Anyway, to my uncle.  My late Uncle John was a unique person, a very intelligent Vietnam vet who was probably the closest family member to me in his general take on situations and people.  He didn’t suffer fools well and was unafraid to show it, which may be one explanation for the fact that after his second divorce, his P.O. Box was the local bar a few miles away from his hunting land.  Uncle John stopped by our house regularly, as he and my mom were very close, and I gave him the rundown on the most recent Bad Beer Off.  He shot me a wry look and said, “Aarie Baby, there’s nothing wrong with a cold Blatz.  But it has to be really cold, like 38 degrees.  I used to stash it where your grandpa wouldn’t find it.”  Uncle John never steered me wrong, so fast forward about 15 years.

I was redoing my kitchen.  Although a wrench often feels like an extension of my hand, I’ve never enjoyed home improvement projects, so I was extra irritable as the summer of 2012 elapsed.  Uncle John had passed away from Mesothelioma, and the kitchen was hot work, so I decided I wanted a cold Blatz in his honor.  My lovely bride and I drove around Michigan’s thumb in an unsuccessful search for Blatz by way of hole-in-the-wall convenience stores.  After an afternoon of driving lonely two lanes, I finally called the local liquor distributor, who informed me that they sold it exclusively at a local grocery store about five minutes from my house.  The catch was that I could only buy it by the case; so that summer, I drank a lot of cold Blatz and gave a lot of it away to my wife’s father and stepfather.  It wasn’t too bad, and there was nothing, and I repeat nothing, better on a hot, sweaty afternoon in the kitchen.

Back to the car.

I’m not sure I’ve ever seen another ’60 Commuter in person, although they aren’t as rare as I first imagined.  Mercury made over 14,000 of them in 1960, but the survival rate of any ’60 Mercury seems anecdotally low, given their absence from my everyday life.  According to my car room library, the standard engine in the Commuter was the old 312 Y-Block.  I say old because although the Y-Block had only been around since 1954, it was already on borrowed time as engine development quickened throughout the 1960s.  The now-forgotten MEL 383 and more well-known 430 were options.

One of my happiest Mercury memories is of the 1960 Commuter driven by minor antagonist Shelby Ashton in Disney’s The Absent-Minded Professor.  I’ve never been all that interested in Disney movies in general, but I’ll still watch this film and its sequel, Son of Flubber, any time I see them on television (which is rare these days).  If you like 1960 Ford, Mercury, and Lincoln automobiles (and Model T’s), you’ll have a good time car spotting.

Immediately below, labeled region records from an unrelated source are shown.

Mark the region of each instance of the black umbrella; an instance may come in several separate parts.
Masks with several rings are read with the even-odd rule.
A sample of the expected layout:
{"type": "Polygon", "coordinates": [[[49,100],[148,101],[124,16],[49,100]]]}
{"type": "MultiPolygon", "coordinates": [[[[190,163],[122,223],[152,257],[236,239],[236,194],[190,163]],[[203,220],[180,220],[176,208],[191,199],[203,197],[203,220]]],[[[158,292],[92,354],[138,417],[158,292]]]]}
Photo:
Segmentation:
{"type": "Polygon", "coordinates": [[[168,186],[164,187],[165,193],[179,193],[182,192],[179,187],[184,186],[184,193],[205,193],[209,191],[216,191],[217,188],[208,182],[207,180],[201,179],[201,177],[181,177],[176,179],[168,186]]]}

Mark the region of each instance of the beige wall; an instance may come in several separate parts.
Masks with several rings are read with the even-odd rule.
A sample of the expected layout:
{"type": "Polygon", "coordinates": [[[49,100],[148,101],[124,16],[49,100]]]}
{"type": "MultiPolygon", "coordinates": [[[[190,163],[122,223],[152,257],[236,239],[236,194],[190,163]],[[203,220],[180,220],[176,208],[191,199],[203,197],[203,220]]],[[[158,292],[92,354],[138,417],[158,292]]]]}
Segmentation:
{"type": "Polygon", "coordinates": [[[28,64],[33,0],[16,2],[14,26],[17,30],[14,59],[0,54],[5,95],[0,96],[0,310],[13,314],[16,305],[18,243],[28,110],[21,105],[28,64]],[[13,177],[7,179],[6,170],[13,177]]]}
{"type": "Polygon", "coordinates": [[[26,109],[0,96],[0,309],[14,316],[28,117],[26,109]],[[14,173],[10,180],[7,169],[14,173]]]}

Since this post is mostly about disconnected memories, I’ll add another.  Sitting behind the wheel of a 1959 or 1960 Mercury is a tremendously satisfying experience: Perhaps no car did “counterfeit ’50s spaceship” better.  Around the same time period where I was sweating in my kitchen, a local auctioneer was holding an estate auction with a fleet of long-neglected sedans from midcentury America.  One of the cars on the block was a seafoam green 1959 Mercury hardtop, and I had some money in my pocket in case I found something too good to be true.  Nothing was, but I was able to sit behind that wheel of that behemoth and dream of driving it back home to my not-big-enough garage.  Unfortunately, it was a rusted Michigan car that still managed to sell for over $4000, a staggering sum for a car with no parts availability in poor condition.

In the 1960s, I would imagine that exactly nobody was dreaming of a Mercury Commuter station wagon (a hardtop, too!).  But today, who would turn down a chance to own something so uniquely of its time?  Sure, it’s gauche, but look how many memories it’s jogged for me, and even my dad was only a preteen in 1960.

Besides, who doesn’t like looking in the mirror now and then, even if one is looking through beer goggles.